Scribe's president and CEO, Benjamin Oakes

Scribe Therapeutics has become the latest biotech to announce plans to list on the Nasdaq, in what is being seen as a test of the appetite among investors for earlier-stage drug developers.

Scribe – which counts new Nobel Prize for Chemistry winner Jennifer Doudna among its founders – is developing in vivo CRISPR-based therapies for cardiometabolic diseases, particularly atherosclerotic cardiovascular disease (ASCVD), and has a lead candidate in early-stage clinical testing.

The proposed IPO – which has a placeholder value of $75 million, according to a Renaissance Capital report – comes amid what is shaping up to be a strong year for IPOs in 2026, but bucks the trend somewhat in that most of those that have crossed the line so far have involved biotechs with late-stage candidates and a fairly short timeline to market.

Alameda, California-based Scribe's lead drug candidate is STX-115, designed to epigenetically silence PCSK9 and reduce low-density lipoprotein (LDL) cholesterol without permanently altering DNA, and is currently in a first-in-human trial in Australia, with data due next year.

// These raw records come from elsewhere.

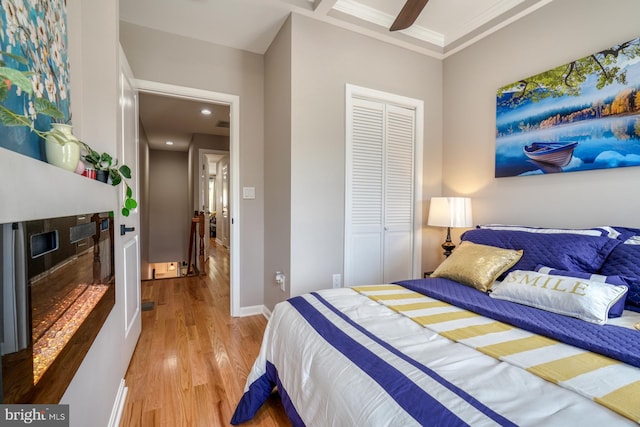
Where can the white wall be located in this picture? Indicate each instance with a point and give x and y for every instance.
(165, 58)
(556, 34)
(169, 219)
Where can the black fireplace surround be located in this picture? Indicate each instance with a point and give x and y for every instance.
(57, 278)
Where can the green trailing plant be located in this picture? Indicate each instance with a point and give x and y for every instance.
(21, 80)
(118, 174)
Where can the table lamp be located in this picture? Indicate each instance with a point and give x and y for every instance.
(450, 212)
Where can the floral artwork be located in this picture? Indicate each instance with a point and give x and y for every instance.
(580, 116)
(37, 31)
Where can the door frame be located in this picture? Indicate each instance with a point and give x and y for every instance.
(353, 91)
(165, 89)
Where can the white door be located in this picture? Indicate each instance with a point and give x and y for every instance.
(382, 221)
(127, 248)
(398, 194)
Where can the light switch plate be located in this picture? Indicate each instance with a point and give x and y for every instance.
(248, 192)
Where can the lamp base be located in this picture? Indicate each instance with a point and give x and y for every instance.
(448, 245)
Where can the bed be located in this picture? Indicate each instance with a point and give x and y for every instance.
(520, 326)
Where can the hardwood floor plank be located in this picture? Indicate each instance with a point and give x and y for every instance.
(192, 359)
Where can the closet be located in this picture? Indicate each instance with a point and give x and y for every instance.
(383, 170)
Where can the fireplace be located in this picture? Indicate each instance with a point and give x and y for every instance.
(57, 290)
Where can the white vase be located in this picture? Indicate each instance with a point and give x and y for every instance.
(64, 155)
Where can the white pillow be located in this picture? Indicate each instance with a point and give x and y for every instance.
(585, 299)
(595, 231)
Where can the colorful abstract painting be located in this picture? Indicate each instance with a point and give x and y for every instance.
(37, 31)
(581, 116)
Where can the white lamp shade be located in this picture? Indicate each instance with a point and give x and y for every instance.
(450, 212)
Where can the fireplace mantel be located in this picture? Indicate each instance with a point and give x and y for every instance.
(34, 189)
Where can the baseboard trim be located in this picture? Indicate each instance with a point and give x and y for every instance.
(251, 310)
(118, 405)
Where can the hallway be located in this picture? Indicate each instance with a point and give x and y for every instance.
(192, 359)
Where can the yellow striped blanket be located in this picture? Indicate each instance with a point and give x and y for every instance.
(607, 381)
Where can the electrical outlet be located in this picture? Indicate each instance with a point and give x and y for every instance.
(337, 281)
(280, 280)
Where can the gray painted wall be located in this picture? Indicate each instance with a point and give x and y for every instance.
(324, 59)
(277, 169)
(169, 219)
(554, 35)
(161, 57)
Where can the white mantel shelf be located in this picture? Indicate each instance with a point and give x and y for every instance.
(32, 189)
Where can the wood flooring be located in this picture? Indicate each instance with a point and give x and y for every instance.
(192, 359)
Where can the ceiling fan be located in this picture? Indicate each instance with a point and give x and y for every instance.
(408, 14)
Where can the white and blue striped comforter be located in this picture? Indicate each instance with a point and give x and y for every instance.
(340, 358)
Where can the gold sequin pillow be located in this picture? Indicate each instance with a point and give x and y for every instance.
(477, 265)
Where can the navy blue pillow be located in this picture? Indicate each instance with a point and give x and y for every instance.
(561, 251)
(624, 260)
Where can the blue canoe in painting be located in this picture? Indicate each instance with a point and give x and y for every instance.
(554, 153)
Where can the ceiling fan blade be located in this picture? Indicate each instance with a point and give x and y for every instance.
(408, 14)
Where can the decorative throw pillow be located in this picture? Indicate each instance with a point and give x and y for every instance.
(618, 307)
(573, 252)
(623, 261)
(476, 265)
(604, 230)
(580, 298)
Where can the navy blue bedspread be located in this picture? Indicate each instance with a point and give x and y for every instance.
(613, 341)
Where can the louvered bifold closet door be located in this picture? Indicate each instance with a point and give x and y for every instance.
(380, 193)
(398, 194)
(364, 201)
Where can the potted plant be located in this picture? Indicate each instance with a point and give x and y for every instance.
(58, 134)
(106, 166)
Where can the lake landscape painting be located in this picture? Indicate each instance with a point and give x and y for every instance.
(580, 116)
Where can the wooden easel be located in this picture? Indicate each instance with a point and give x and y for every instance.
(197, 225)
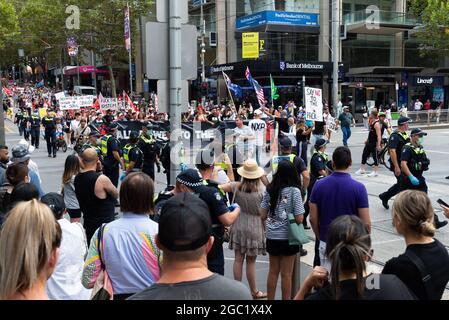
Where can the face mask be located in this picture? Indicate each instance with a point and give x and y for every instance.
(421, 141)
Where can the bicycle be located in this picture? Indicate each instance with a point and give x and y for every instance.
(383, 156)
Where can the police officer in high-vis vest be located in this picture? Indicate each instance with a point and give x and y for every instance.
(35, 122)
(147, 143)
(414, 162)
(132, 155)
(398, 139)
(49, 123)
(286, 154)
(110, 149)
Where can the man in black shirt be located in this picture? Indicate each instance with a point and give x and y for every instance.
(110, 148)
(49, 124)
(221, 215)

Preclinical studies have pointed to remarkable durability for the drug, with 50% or greater LDL-C reduction in non-human primates maintained for around 18 months after a single administration.

Scribe's platform technology focuses on CRISPR-CasX, rather than the more common CRISPR-Cas9, and Scribe contends that this can generate CRISPR drugs with improved activity, specificity, and deliverability.

STX-115 is followed by two other candidates – STX-1200 and STX-1400 - which apply the company's X-editing (XE) technology to two other well-established drug targets in cardiometabolic diseases, respectively Lp(a) and triglycerides. These are scheduled to start first-in-human clinical testing in 2027 and 2028, and were recently awarded more than $25 million in funding from the California Institute for Regenerative Medicine (CIRM).

"Focusing a new class of genetic medicines on these three targets has the potential to address the overwhelming majority of lipid-mediated ASCVD risk, providing a long-term solution for cardiovascular health and reshaping how this disease is treated and ultimately prevented," according to Scribe's just-filed prospectus with the Securities & Exchange Commission (SEC).

Scribe was founded in 2017 and plans to list on the Nasdaq under the SCTX ticker symbol. It had cash reserves of around $50 million as of the end of March.